Tools for Teaching YAML with ymlthis

Photo by Austin Neill

Malcolm Barrett

R Markdown is one of the most powerful aspects of the R ecosystem, and it’s also surprisingly intuitive. Markdown itself has a simple syntax, and R Markdown handles so many of the tricky details of document creation that the basics will get you a long way. But there’s one area of R Markdown that consistently trips students up: YAML.

YAML (“Yet Another Markup Language” or “YAML Ain’t Markup Language,” depending on who you ask) is the metadata that tells R Markdown, pandoc, and other software exactly how to process or display the document. But YAML looks and smells differently than R. What’s with this white space? Does this need quotation marks? Where’s the documentation? Why doesn’t this work?
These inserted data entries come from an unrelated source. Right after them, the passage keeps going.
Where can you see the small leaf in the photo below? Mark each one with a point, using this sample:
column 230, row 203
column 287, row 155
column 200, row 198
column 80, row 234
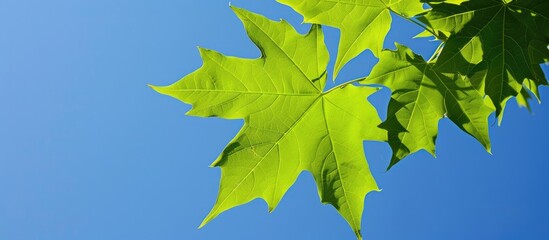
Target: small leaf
column 507, row 38
column 363, row 23
column 421, row 96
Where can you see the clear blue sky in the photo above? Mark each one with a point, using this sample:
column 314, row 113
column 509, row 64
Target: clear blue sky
column 88, row 151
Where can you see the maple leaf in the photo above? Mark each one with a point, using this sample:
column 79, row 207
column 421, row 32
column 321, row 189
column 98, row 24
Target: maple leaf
column 363, row 23
column 504, row 40
column 421, row 96
column 291, row 125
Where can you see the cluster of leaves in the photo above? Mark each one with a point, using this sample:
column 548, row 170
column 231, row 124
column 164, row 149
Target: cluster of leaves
column 490, row 51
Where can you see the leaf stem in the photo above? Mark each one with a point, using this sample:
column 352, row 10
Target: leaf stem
column 345, row 84
column 416, row 23
column 436, row 53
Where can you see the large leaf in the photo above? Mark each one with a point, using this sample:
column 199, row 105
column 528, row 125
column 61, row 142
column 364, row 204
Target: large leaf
column 290, row 124
column 421, row 96
column 363, row 23
column 507, row 40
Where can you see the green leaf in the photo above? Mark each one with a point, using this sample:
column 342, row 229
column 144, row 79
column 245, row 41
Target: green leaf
column 363, row 23
column 290, row 124
column 506, row 39
column 421, row 96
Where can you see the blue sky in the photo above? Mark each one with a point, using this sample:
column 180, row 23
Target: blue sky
column 88, row 151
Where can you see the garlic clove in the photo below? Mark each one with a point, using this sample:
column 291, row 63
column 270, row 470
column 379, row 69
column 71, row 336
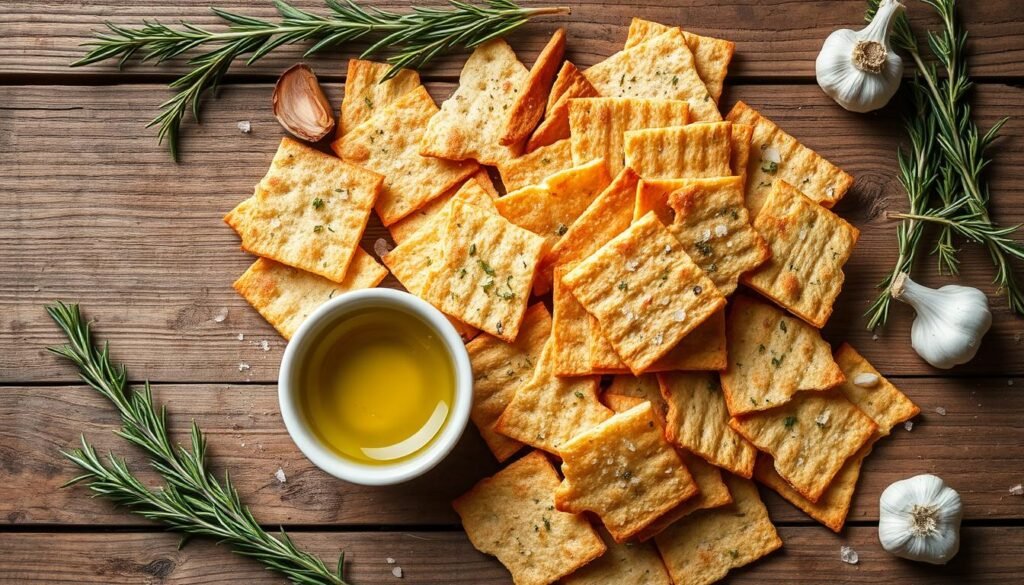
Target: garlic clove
column 300, row 106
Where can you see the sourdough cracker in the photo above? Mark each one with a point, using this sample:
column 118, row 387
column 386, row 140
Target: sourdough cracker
column 704, row 547
column 549, row 411
column 511, row 515
column 645, row 478
column 321, row 202
column 698, row 421
column 644, row 291
column 499, row 370
column 772, row 357
column 693, row 151
column 660, row 68
column 471, row 122
column 711, row 55
column 388, row 143
column 778, row 156
column 809, row 246
column 598, row 125
column 529, row 105
column 366, row 93
column 285, row 296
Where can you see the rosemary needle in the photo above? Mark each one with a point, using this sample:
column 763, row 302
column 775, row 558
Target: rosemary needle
column 414, row 38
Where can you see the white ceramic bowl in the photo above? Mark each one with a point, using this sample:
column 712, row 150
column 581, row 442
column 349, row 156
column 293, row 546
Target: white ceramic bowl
column 295, row 357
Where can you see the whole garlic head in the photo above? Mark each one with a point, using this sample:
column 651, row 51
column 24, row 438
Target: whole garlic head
column 920, row 518
column 859, row 69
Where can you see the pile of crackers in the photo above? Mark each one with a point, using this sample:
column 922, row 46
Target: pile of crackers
column 635, row 211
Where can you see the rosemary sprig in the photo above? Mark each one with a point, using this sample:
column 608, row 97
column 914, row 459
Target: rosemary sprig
column 193, row 501
column 415, row 38
column 949, row 192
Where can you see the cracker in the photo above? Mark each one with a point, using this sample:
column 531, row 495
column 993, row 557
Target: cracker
column 598, row 125
column 366, row 93
column 569, row 84
column 532, row 168
column 499, row 370
column 778, row 156
column 630, row 562
column 711, row 55
column 550, row 208
column 388, row 143
column 704, row 547
column 471, row 122
column 809, row 437
column 644, row 291
column 660, row 68
column 320, row 202
column 698, row 421
column 809, row 245
column 511, row 515
column 286, row 296
column 549, row 411
column 529, row 106
column 772, row 357
column 680, row 152
column 645, row 478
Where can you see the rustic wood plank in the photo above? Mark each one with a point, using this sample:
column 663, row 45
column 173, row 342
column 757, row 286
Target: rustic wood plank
column 93, row 211
column 988, row 555
column 975, row 447
column 774, row 38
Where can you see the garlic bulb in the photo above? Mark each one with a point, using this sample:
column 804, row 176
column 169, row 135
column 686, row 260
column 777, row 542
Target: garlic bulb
column 859, row 69
column 919, row 518
column 949, row 324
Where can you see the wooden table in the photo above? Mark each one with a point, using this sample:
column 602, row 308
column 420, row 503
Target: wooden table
column 93, row 211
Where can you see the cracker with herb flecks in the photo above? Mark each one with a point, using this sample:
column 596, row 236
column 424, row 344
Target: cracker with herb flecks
column 598, row 124
column 388, row 143
column 511, row 515
column 702, row 547
column 308, row 211
column 569, row 84
column 698, row 421
column 776, row 155
column 644, row 479
column 548, row 411
column 286, row 296
column 472, row 121
column 711, row 55
column 366, row 93
column 809, row 246
column 660, row 68
column 772, row 357
column 549, row 208
column 809, row 437
column 644, row 291
column 528, row 107
column 629, row 562
column 499, row 370
column 485, row 270
column 680, row 152
column 532, row 168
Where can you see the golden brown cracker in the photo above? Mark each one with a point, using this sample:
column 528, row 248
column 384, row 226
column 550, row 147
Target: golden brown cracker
column 499, row 370
column 809, row 245
column 776, row 155
column 772, row 357
column 511, row 515
column 320, row 202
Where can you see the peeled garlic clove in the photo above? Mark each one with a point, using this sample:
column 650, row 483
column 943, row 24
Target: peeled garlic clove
column 300, row 106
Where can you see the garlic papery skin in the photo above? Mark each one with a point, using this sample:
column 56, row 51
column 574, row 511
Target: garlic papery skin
column 949, row 324
column 858, row 69
column 919, row 518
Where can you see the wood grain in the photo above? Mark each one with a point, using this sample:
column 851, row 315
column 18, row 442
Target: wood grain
column 774, row 38
column 975, row 447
Often, the simplest solution is to copy and paste the YAML from older documents. (That’s what I did for a long time. At least I knew it would probably work!)

I spent my summer internship at RStudio trying to reckon with this problem. Work my mentor Rich Iannone led to the ymlthis package (now on CRAN!). ymlthis addresses these issues by documenting YAML options for R Markdown and friends, providing R functions to write YAML for you (in the correct syntax!), and providing new ways of working with R Markdown and YAML files.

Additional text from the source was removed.